Presented By O'Reilly and Cloudera
Make Data Work
31 May–1 June 2016: Training
1 June–3 June 2016: Conference
London, UK

Putting Kafka into overdrive

Gwen Shapira (Confluent), Todd Palino (LinkedIn)
17:25–18:05 Thursday, 2/06/2016
IoT & real-time
Location: Capital Suite 12 Level: Intermediate
Average rating: ****.
(4.67, 9 ratings)

Prerequisite knowledge

Attendees should have an understanding of how publish/subscribe messaging systems work, as well as basic knowledge of Apache Kafka. While a deep understanding of how Kafka works is not required, the more advanced the attendee is, the more immediately applicable the content will be.

Description

Apache Kafka lies at the heart of the largest data pipelines, handling trillions of messages and petabytes of data every day. Gwen Shapira and Todd Palino explain the right approach for getting the most out of Kafka, exploring how to monitor, optimize, and troubleshoot performance of your data pipelines from producer to consumer and from development to production.

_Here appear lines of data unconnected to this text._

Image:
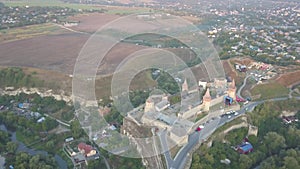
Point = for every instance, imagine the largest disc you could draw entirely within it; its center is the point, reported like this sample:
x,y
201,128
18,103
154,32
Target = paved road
x,y
210,127
238,93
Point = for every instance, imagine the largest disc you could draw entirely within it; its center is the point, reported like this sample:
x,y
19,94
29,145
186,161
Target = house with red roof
x,y
87,150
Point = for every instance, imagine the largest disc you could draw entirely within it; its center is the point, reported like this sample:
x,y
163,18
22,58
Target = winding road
x,y
194,138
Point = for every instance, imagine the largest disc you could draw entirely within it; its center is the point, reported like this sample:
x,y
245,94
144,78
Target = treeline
x,y
168,84
42,105
276,146
15,77
23,160
29,126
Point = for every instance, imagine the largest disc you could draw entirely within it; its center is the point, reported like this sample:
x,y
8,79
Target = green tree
x,y
11,147
274,142
76,129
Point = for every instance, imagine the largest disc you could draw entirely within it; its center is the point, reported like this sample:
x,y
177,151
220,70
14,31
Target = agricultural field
x,y
270,90
44,3
289,79
31,31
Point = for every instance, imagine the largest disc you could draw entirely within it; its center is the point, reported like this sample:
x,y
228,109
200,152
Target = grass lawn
x,y
271,90
200,116
63,155
25,139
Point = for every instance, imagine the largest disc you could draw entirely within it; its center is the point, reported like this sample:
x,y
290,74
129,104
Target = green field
x,y
271,90
29,32
47,3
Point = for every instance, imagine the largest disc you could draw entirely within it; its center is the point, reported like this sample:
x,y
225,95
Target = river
x,y
23,148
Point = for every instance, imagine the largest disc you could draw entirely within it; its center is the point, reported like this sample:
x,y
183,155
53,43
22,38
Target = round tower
x,y
149,105
206,100
185,86
232,90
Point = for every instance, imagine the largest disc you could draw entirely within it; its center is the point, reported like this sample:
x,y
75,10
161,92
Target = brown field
x,y
92,22
52,52
289,79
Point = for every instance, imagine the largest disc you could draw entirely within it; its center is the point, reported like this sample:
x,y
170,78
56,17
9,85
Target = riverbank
x,y
23,148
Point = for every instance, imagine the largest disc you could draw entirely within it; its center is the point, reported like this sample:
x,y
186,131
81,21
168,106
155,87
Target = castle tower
x,y
206,100
149,105
185,86
232,90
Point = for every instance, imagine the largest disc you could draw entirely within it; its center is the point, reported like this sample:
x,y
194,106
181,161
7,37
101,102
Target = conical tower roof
x,y
207,96
232,85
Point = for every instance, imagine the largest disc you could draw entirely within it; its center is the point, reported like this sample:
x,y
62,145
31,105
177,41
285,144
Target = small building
x,y
87,150
162,105
24,105
41,119
67,140
245,148
228,100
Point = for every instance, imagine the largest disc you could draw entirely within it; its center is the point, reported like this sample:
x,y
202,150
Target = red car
x,y
198,129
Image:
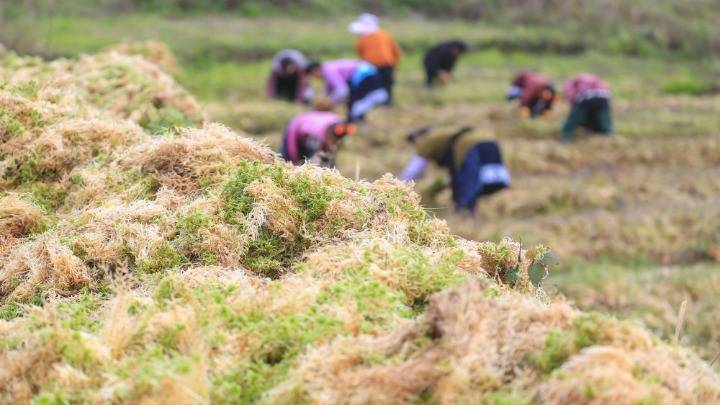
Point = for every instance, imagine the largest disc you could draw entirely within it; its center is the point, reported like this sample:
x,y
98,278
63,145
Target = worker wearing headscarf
x,y
440,61
377,47
352,81
475,163
287,79
535,91
314,136
589,99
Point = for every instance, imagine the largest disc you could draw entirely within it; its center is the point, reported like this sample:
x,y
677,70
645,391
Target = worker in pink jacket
x,y
315,136
589,99
354,82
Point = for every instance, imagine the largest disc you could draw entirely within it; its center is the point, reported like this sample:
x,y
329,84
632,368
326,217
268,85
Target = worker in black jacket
x,y
440,60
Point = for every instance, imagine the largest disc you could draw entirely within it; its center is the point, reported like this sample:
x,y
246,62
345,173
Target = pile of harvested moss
x,y
150,264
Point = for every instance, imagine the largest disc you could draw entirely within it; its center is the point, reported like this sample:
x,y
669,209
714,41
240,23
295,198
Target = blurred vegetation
x,y
613,26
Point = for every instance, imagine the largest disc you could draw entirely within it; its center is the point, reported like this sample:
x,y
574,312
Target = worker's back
x,y
379,49
437,145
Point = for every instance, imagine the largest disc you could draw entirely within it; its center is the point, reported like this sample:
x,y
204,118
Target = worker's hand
x,y
435,188
444,77
323,104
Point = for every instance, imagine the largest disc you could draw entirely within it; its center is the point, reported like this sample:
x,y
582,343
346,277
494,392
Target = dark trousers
x,y
430,75
387,75
287,87
592,114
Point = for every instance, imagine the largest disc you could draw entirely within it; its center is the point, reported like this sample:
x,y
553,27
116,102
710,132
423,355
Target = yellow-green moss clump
x,y
140,265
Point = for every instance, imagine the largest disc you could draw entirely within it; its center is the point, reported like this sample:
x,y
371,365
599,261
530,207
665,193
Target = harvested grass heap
x,y
191,266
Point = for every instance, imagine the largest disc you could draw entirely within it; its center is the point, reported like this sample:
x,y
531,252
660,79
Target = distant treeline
x,y
689,26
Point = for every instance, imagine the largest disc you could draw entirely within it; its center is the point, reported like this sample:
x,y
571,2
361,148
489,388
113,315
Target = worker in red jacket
x,y
535,91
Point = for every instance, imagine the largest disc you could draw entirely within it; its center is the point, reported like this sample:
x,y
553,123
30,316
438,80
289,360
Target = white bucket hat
x,y
365,24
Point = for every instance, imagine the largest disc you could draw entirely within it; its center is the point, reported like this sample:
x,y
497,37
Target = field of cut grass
x,y
649,195
632,223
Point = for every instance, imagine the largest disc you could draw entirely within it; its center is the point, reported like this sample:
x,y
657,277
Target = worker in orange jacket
x,y
378,48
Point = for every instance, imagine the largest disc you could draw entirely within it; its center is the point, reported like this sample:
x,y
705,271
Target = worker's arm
x,y
414,169
397,52
337,86
574,119
271,85
292,134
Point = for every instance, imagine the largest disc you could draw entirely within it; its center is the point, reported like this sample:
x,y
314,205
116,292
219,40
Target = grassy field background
x,y
633,220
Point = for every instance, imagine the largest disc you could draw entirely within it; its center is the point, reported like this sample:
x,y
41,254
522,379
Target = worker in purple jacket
x,y
352,81
315,136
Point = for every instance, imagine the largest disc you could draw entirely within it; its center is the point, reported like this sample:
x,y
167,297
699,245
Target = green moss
x,y
73,350
10,311
52,398
169,337
561,345
236,201
269,253
10,125
188,239
509,398
278,339
375,301
168,288
165,257
163,119
48,197
27,89
418,277
80,313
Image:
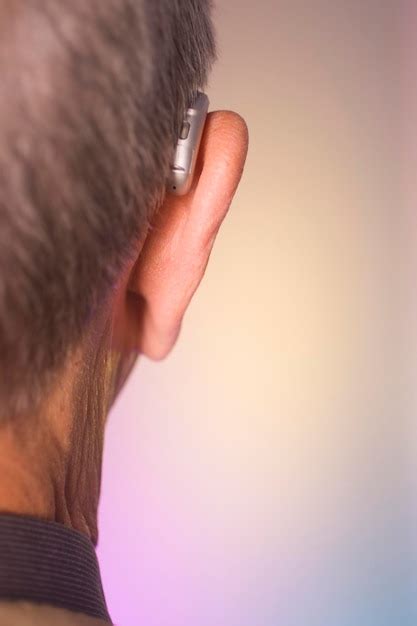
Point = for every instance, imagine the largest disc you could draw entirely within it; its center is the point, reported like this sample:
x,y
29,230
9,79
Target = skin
x,y
50,462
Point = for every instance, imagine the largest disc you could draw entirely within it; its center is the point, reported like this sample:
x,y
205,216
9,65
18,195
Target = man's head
x,y
97,265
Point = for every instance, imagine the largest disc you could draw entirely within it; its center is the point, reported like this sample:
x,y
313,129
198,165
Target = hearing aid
x,y
186,153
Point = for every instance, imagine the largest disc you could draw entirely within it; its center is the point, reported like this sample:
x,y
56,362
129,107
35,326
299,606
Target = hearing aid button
x,y
185,130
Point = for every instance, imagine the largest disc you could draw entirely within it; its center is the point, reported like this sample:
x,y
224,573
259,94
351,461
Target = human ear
x,y
175,254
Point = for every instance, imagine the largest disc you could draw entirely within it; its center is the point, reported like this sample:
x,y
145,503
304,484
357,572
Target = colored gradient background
x,y
263,475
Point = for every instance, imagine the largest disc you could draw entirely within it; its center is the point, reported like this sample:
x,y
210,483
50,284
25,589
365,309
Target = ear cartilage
x,y
186,153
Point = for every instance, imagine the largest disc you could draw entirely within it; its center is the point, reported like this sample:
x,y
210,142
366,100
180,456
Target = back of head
x,y
91,98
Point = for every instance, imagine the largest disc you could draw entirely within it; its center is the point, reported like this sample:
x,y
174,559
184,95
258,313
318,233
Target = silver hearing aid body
x,y
186,153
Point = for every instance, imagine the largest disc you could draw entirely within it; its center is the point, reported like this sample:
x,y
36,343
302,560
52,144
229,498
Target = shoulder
x,y
26,614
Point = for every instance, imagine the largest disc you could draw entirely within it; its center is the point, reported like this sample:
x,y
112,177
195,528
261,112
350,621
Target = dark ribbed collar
x,y
45,562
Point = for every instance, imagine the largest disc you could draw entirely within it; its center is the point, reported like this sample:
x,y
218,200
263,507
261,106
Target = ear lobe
x,y
176,252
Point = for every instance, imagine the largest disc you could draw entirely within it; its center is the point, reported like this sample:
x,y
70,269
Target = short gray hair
x,y
92,94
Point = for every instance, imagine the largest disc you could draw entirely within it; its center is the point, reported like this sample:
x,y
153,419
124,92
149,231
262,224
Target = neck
x,y
50,462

Gwen and Todd outline some of the common problems that Kafka developers and administrators encounter when they take Apache Kafka from a proof of concept to production usage. Too often, these systems are overprovisioned and underutilized and still have trouble meeting reasonable performance agreements.

Topics include:

  • What latencies and throughputs you can expect from Kafka
  • How to select hardware and size components
  • What you should be monitoring
  • Design patterns and antipatterns for client applications
  • How to diagnose performance bottlenecks
  • Which configurations to examine and which ones to avoid
Photo of Gwen Shapira

Gwen Shapira

Confluent

Gwen Shapira is a system architect at Confluent, where she helps customers achieve success with their Apache Kafka implementations. She has 15 years of experience working with code and customers to build scalable data architectures, integrating relational and big data technologies. Gwen currently specializes in building real-time reliable data processing pipelines using Apache Kafka. Gwen is an Oracle Ace Director, the coauthor of Hadoop Application Architectures, and a frequent presenter at industry conferences. She is also a committer on Apache Kafka and Apache Sqoop. When Gwen isn’t coding or building data pipelines, you can find her pedaling her bike, exploring the roads and trails of California and beyond.

Photo of Todd Palino

Todd Palino

LinkedIn

Todd Palino is a site reliability engineer at LinkedIn tasked with keeping Zookeeper, Kafka, and Samza deployments fed and watered. His days are spent, in part, developing monitoring systems and tools to make that job a breeze. Previously, Todd was a systems engineer at Verisign, where he developed service-management automation for DNS, networking, and hardware management and managed hardware and software standards across the company.